The weapon triangle and other factors are also majorly important in Fire Emblem Warriors, just like the main series. Fighting at a disadvantage is tedious at best, and downright deadly at worst. That involves more than just the triangle we all know and love; Pegasus Knights are still weak to archers, those with low magic resistance shouldn't fight mages, and so on. I learned this the hard way when I sent Frederick to fight a mage fort, and he very promptly got killed. Even though this is a Musou inspired title, you still have to employ some strategy to emerge victorious.
This brings me to a very important mechanic, and that's the game's "permadeath" if you choose Classic Mode. If a character is killed in a chapter in Classic Mode, they aren't revived at the end of the battle—instead, you have to pay to revive them at the Temple. This isn't a big deal at the beginning of the game provided you don't make a silly move like I did. You can change from Classic to Casual Mode (characters revive at the end of a chapter), but once you go Casual, you can't go back.
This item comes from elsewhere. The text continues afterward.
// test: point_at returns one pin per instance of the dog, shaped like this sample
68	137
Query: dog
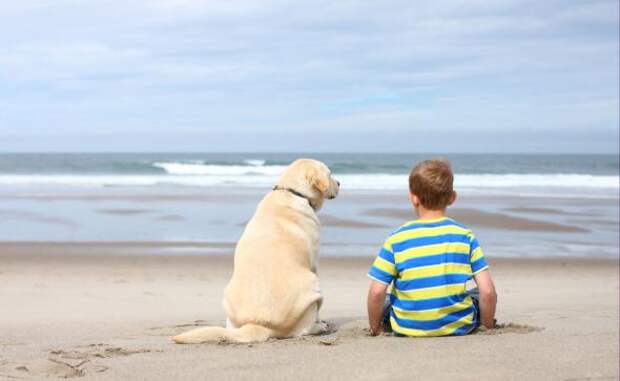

Story Mode throws a lot of its mechanics at you in the first couple of chapters, and I found it a bit overwhelming for a bit. However, the first few chapters take things slowly, so you can work through the mountains of guides Fire Emblem Warriors throws at you and have a chance to fully understand the mechanics before the game ramps up the difficulty. This is very good, as there are a lot of Fire Emblem mainstay mechanics that are implemented in unique ways in Fire Emblem Warriors, so it takes a bit of getting used to.
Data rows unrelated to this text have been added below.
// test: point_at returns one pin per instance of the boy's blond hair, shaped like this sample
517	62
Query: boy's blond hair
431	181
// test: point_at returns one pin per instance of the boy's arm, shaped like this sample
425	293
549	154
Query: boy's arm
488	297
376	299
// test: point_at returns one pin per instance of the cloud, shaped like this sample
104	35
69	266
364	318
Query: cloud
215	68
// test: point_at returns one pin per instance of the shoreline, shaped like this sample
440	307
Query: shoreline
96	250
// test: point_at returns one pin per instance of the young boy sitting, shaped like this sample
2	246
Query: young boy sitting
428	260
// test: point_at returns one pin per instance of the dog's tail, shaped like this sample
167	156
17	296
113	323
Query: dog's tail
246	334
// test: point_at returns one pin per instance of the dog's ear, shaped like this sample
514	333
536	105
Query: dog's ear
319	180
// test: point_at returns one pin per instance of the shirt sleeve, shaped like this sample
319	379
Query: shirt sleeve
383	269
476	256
After completing Chapter 5 in Story Mode, you'll unlock the first scenario of History Mode. I was not able to delve too deeply into this Mode for the preview, but it seems very similar to Hyrule Warriors' Adventure Mode. You work your way through a map that pulls inspiration from big moments in mainline Fire Emblem titles and work through a series of battles to complete them. There are also more varied map objectives than what I've seen so far in Story Mode, so it seems great for a change of pace. While this mode unlocks early, I found it a little difficult to advance in with my limited character choices and their levels, so it seems like something that's better to play once you've completed the Story Mode and unlocked a better variety of characters.
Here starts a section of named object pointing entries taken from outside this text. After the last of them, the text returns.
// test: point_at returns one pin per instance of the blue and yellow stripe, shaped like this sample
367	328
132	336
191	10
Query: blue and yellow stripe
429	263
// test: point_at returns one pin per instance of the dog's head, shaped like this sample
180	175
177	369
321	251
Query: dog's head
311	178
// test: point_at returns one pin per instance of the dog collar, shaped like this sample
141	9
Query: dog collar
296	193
One thing I will note is that there is quite a number of nods to other Fire Emblem games in Warriors, which as a game created for fans first and foremost is not a surprise. The first five chapters or so focus on characters from Fire Emblem: Awakening, and there's plenty of references to scenes from the 3DS game, which I'm more than happy to see on a bigger screen… well, if you're playing with the Switch docked, that is. One of the chapters also had a remix of Id (Purpose), which of course was fantastic. There's plenty of things like that for fans to sink their teeth into.
I also want to touch on the game's performance briefly. So far I've only played Fire Emblem Warriors docked on the Switch, and the frame rate has been great the entire time—if there were any frame rate dips, they were minor enough that I didn't notice. Sometimes groups of enemies do pop in a bit slower than you would expect, but this only happened once or twice in the chapters I played through. Whether this becomes a problem or not later on is yet to be seen.
So far, I'm very impressed with Fire Emblem Warriors. I'll admit the original reveal had me a bit skeptical; taking a slow-paced SRPG series and turning it into a hack-and-slash Musou game didn't seem like the best mash-up Koei Tecmo could go far. However, it seems that many of the mechanics that make Fire Emblem unique have made it into its Warriors spin-off, and they're implemented quite well. It's still up in the air rather this plethora of options will hold up through the entire adventure, but it appears to be very promising.